Pemko Pekanbaru Gandeng DKI Jakarta Atasi Banjir, Pembangunan Jalan Tetap Berjalan


Rabu, 01 Oktober 2025 - 18:03:10 WIB
Pemko Pekanbaru Gandeng DKI Jakarta Atasi Banjir, Pembangunan Jalan Tetap Berjalan

RIAUIN.COM - Pemerintah Kota Pekanbaru terus melanjutkan berbagai program pembangunan yang bersumber dari pemerintah pusat. Salah satu proyek besar yang menjadi perhatian saat ini adalah pembangunan Jalan 70 yang berada di depan kawasan perkantoran Tenayan Raya.

Wali Kota Pekanbaru Agung Nugroho menyampaikan usai mengikuti upacara Hari Kesaktian Pancasila di lapangan Gedung Utama Kompleks Perkantoran Tenayan Raya, Rabu (1/10/2025), bahwa selain fokus pada pembangunan jalan, penanganan banjir juga menjadi agenda penting yang akan dituntaskan.

Untuk mengatasi persoalan tersebut, Pemko Pekanbaru akan menjalin kerja sama dengan Pemerintah Provinsi DKI Jakarta melalui penandatanganan nota kesepahaman atau MoU.

"Melalui kerja sama ini, kami bisa bertukar pengalaman. Kami ingin mempelajari strategi yang telah diterapkan DKI Jakarta dalam menangani banjir, agar Pekanbaru bisa mengikuti langkah yang tepat," ujarnya.

Sebelumnya diberitakan, Pemko Pekanbaru akan menerapkan metode biopori atau lubang resapan berbentuk silinder sebagai salah satu solusi mengatasi banjir. Cara ini dianggap efektif karena mampu meningkatkan daya serap air ke tanah dan mengurangi genangan, sebagaimana telah sukses diterapkan di DKI Jakarta.

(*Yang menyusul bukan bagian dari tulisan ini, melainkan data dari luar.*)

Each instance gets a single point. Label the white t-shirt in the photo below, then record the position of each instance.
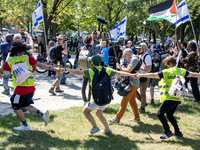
(147, 60)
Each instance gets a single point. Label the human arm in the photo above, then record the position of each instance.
(121, 73)
(129, 69)
(47, 67)
(194, 75)
(146, 68)
(76, 72)
(148, 75)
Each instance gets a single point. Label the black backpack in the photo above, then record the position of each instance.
(155, 67)
(56, 53)
(101, 87)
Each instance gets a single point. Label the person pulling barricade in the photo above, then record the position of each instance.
(101, 91)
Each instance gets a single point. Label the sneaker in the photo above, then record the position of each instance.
(59, 90)
(106, 132)
(142, 110)
(179, 134)
(6, 93)
(85, 103)
(46, 118)
(166, 135)
(134, 120)
(22, 128)
(52, 92)
(152, 102)
(114, 120)
(93, 131)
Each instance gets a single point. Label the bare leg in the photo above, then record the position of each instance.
(102, 119)
(20, 115)
(89, 117)
(30, 108)
(151, 92)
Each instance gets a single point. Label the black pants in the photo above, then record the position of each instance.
(168, 107)
(84, 86)
(195, 87)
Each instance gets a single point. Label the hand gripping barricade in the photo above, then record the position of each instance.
(83, 58)
(21, 71)
(178, 89)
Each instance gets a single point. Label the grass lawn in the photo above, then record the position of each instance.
(68, 130)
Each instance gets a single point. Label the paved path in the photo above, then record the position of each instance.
(44, 100)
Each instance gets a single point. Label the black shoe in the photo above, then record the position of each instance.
(152, 102)
(196, 101)
(179, 134)
(166, 135)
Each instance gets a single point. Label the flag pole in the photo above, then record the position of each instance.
(44, 28)
(194, 32)
(176, 39)
(125, 34)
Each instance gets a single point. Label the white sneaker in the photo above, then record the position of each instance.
(22, 128)
(46, 118)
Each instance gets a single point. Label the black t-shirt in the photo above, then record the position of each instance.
(160, 74)
(42, 47)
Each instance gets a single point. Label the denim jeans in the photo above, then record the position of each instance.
(6, 76)
(65, 59)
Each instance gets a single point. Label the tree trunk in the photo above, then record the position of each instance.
(1, 20)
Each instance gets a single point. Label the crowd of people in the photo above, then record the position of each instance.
(140, 62)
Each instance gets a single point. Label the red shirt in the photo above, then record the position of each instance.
(22, 90)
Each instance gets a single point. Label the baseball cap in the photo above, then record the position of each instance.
(142, 45)
(156, 47)
(17, 36)
(96, 59)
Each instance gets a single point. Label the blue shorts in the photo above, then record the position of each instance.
(18, 101)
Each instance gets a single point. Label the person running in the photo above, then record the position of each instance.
(97, 63)
(169, 104)
(23, 89)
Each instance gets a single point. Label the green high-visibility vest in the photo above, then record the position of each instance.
(169, 76)
(21, 59)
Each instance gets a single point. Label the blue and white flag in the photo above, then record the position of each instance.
(37, 16)
(119, 30)
(182, 14)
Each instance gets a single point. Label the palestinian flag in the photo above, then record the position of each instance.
(166, 10)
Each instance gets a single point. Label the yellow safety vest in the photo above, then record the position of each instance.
(164, 88)
(21, 59)
(91, 73)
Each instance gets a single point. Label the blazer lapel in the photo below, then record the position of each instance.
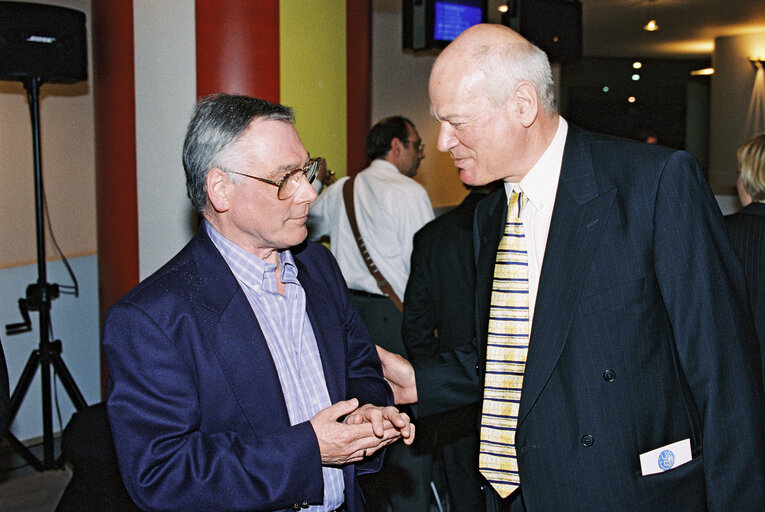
(232, 333)
(325, 332)
(579, 218)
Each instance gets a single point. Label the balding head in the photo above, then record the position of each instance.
(492, 93)
(490, 60)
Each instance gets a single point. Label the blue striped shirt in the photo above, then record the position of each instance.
(290, 338)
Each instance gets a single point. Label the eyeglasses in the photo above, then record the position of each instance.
(290, 182)
(419, 146)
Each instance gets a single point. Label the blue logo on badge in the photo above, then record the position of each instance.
(666, 460)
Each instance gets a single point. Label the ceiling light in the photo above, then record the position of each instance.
(651, 26)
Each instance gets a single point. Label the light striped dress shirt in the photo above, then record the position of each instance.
(540, 186)
(290, 338)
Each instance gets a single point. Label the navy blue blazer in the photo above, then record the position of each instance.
(641, 338)
(195, 405)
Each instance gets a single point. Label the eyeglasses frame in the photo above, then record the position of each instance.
(310, 170)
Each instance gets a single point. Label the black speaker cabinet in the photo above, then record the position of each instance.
(553, 25)
(42, 41)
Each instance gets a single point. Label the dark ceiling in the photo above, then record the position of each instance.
(613, 28)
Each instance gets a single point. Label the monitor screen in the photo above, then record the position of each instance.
(451, 18)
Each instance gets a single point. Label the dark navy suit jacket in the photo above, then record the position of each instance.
(195, 405)
(641, 337)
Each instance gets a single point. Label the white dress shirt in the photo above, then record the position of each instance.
(540, 186)
(390, 209)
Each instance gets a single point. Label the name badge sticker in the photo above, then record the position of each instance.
(666, 457)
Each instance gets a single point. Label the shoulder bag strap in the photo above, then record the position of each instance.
(382, 283)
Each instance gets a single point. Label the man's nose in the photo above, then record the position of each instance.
(446, 137)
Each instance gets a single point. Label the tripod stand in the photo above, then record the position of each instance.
(39, 297)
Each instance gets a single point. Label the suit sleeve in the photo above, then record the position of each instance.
(419, 322)
(167, 460)
(702, 286)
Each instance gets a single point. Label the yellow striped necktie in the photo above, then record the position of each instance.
(507, 345)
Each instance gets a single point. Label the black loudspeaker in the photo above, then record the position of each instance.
(555, 26)
(42, 41)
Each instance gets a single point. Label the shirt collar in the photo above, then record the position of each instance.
(384, 166)
(541, 182)
(248, 268)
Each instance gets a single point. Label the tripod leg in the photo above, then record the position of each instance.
(68, 381)
(24, 452)
(24, 382)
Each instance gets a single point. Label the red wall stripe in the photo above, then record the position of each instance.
(358, 72)
(115, 151)
(238, 47)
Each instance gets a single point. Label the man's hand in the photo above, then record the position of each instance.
(343, 443)
(382, 418)
(399, 374)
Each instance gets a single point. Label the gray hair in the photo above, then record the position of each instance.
(504, 65)
(216, 124)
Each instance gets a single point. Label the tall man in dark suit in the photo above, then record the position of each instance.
(638, 374)
(438, 318)
(239, 369)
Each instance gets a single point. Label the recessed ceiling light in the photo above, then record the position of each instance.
(651, 26)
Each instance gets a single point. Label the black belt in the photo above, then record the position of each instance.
(361, 293)
(299, 506)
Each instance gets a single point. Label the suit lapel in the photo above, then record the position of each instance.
(579, 218)
(489, 225)
(325, 332)
(233, 334)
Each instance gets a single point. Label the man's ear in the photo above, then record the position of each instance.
(218, 189)
(526, 103)
(395, 146)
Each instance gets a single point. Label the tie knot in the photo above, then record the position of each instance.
(517, 201)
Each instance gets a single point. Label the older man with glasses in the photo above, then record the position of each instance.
(241, 376)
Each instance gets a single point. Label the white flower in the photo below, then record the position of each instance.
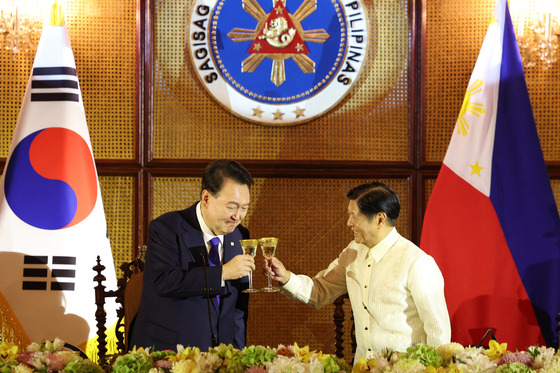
(283, 364)
(208, 363)
(22, 368)
(553, 366)
(473, 360)
(545, 356)
(314, 366)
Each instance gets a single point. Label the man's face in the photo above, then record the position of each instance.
(365, 231)
(223, 212)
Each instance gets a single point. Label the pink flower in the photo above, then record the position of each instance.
(26, 357)
(516, 357)
(54, 363)
(286, 351)
(256, 370)
(163, 364)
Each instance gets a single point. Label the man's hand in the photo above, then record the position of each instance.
(238, 267)
(277, 270)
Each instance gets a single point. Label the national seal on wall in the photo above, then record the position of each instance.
(278, 62)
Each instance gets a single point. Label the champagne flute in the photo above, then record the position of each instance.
(250, 248)
(268, 246)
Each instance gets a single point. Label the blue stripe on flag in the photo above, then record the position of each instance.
(521, 191)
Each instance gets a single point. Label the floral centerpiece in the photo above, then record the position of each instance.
(51, 357)
(47, 357)
(454, 358)
(251, 359)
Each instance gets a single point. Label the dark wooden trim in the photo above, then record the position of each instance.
(301, 169)
(148, 79)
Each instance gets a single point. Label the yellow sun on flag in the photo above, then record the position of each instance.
(468, 106)
(476, 169)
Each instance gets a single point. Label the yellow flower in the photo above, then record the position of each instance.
(22, 368)
(185, 366)
(8, 351)
(189, 353)
(303, 354)
(453, 369)
(496, 350)
(360, 366)
(140, 351)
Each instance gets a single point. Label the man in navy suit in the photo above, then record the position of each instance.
(174, 306)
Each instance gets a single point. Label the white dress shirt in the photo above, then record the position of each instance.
(396, 292)
(208, 235)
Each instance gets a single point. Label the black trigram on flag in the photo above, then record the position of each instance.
(36, 274)
(55, 84)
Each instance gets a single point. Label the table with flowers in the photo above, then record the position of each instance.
(50, 357)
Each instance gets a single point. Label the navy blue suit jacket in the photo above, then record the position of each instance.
(173, 309)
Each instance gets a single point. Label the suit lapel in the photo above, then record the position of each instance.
(194, 243)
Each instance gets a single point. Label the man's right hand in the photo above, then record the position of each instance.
(238, 267)
(277, 270)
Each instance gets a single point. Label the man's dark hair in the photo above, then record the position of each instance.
(217, 171)
(373, 198)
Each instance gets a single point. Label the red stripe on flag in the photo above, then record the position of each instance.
(462, 232)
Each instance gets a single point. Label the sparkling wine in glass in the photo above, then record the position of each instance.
(268, 246)
(250, 248)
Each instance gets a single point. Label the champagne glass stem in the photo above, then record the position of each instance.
(251, 279)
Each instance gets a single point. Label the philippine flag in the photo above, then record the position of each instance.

Agung Nugroho saat menghadiri kegiatan di Hotel Pangeran, Kamis (25/9/2025), menyampaikan bahwa sistem biopori diharapkan menjadi solusi jangka panjang.

"Semoga upaya ini bisa memberikan hasil maksimal pada tahun depan," ungkapnya.

Langkah tersebut diambil karena rancangan induk atau masterplan penanganan banjir yang dibuat pada 2020 dinilai sudah tidak sesuai dengan kondisi saat ini. Oleh karena itu, Pemko berupaya menerapkan sistem biopori sebagaimana dilakukan di Jakarta.

Untuk memastikan sistem tersebut bisa dijalankan secara optimal, Pemko Pekanbaru akan bekerja sama langsung dengan Pemprov DKI Jakarta agar pelaksanaan di lapangan bisa lebih efektif. (Nab)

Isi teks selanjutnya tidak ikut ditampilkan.